La solución a este dilema la ofrece el mismo Jesús al señalar que hay un maestro del que brota todo el magisterio eclesial, lo mismo que un padre del que nace toda paternidad. En relación con este Maestro, todos somos discípulos y hermanos, hasta los que ejercen el magisterio en la Iglesia. Pero no siempre se mantiene esta perspectiva y asumimos posturas que pierden de vista la humilde sumisión al magisterio supremo de Cristo. Cuantas veces los que ocupamos ciertas cátedras o púlpitos nos hemos constituido en maestros de todo, incluso de esas materias que no eran de nuestra competencia, como si dispusiéramos de un saber infalible. Sucede también que por el hecho de considerarnos «representantes» de Cristo, podemos exigir de los demás un tratamiento (o un respeto reverencial) que no se lo concedemos a ningún otro.

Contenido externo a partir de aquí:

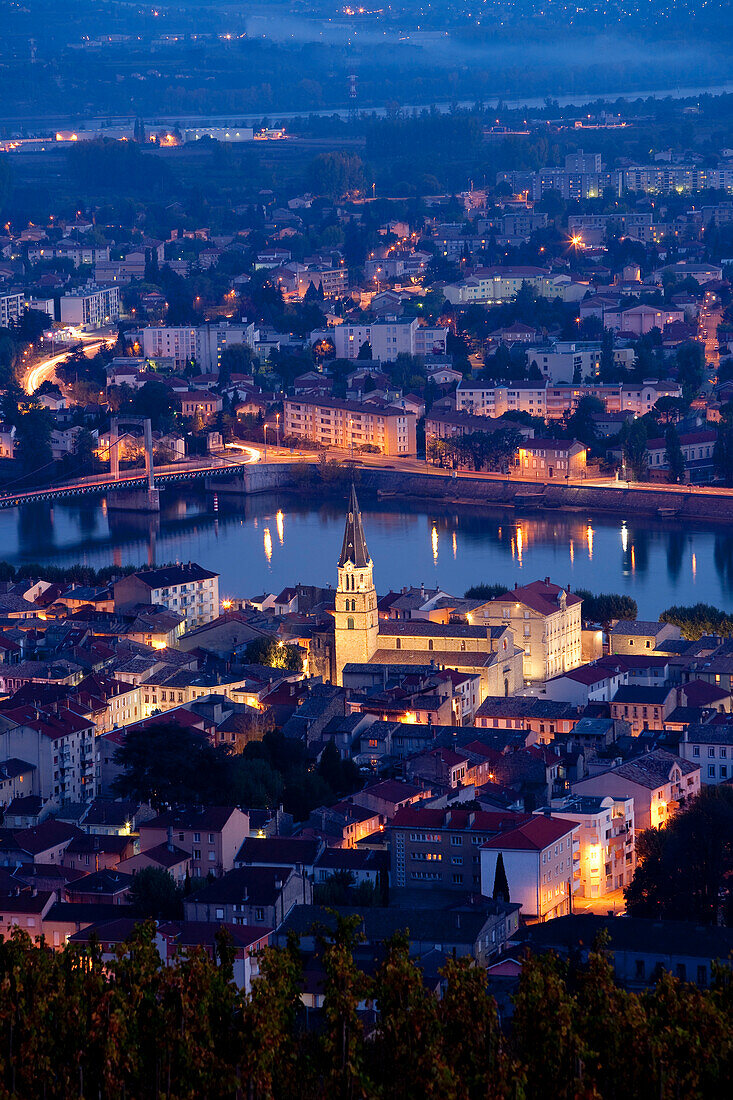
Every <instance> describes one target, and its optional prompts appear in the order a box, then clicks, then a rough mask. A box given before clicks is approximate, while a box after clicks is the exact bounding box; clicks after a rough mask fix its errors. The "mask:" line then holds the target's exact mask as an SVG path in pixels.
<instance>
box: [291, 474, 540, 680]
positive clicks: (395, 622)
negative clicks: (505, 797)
mask: <svg viewBox="0 0 733 1100" xmlns="http://www.w3.org/2000/svg"><path fill="white" fill-rule="evenodd" d="M310 657H311V662H310V664H311V671H313V672H316V673H320V674H321V675H322V676H324V678H325V679H327V680H330V681H331V682H332V683H337V684H342V683H343V670H344V668H346V665H359V664H391V665H400V667H406V668H407V667H409V665H413V667H414V665H422V667H425V665H429V664H435V667H436V668H448V669H456V670H457V671H459V672H466V673H473V674H478V675H479V676H480V679H481V700H483V698H485V697H486V695H512V694H514V693H515V692H516V691H518V690H521V689H522V685H523V651H522V650H521V649H517V648H516V646H515V643H514V635H513V632H512V630H511V629H510V628H508V627H507V626H502V625H496V626H489V625H483V626H478V625H472V624H471V623H468V621H466V619H461V620H458V621H449V623H434V621H431V620H430V619H425V618H420V619H406V620H396V619H380V616H379V607H378V596H376V588H375V587H374V563H373V561H372V559H371V557H370V554H369V550H368V548H366V538H365V535H364V528H363V524H362V518H361V511H360V510H359V502H358V499H357V492H355V488H354V487H353V486H352V487H351V496H350V498H349V511H348V514H347V519H346V527H344V531H343V542H342V544H341V553H340V557H339V560H338V587H337V591H336V606H335V610H333V629H332V632H331V631H330V630H329V631H322V632H321V634H320V635H319V636H318V637H315V638H314V639H313V646H311V653H310Z"/></svg>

Pero tendríamos que tener muy presente estas sentencias evangélicas: uno solo es vuestro maestro y todos vosotros sois hermanos –algo que incluye a todos los cristianos; también a la jerarquía-; uno solo es vuestro Padre, el del cielo; uno solo es vuestro Señor, Cristo. ¡Cómo tendríamos que grabar a fuego en nuestra alma cristiana esta frase: el primero entre vosotros será vuestro servidor! Y para ser esto hay que evitar esos vicios de la conducta farisaica que tan de manifiesto puso Jesús en su crítica y que siguen afectando en mayor o menor medida a cuantos hoy ocupamos sedes, cátedras o púlpitos en su Iglesia. Sólo sintiéndonos ‘indignos’ servidores podremos escapar a ese círculo de fuego hecho de apariencias, vanas aspiraciones, reconocimientos fatuos, glorias efímeras.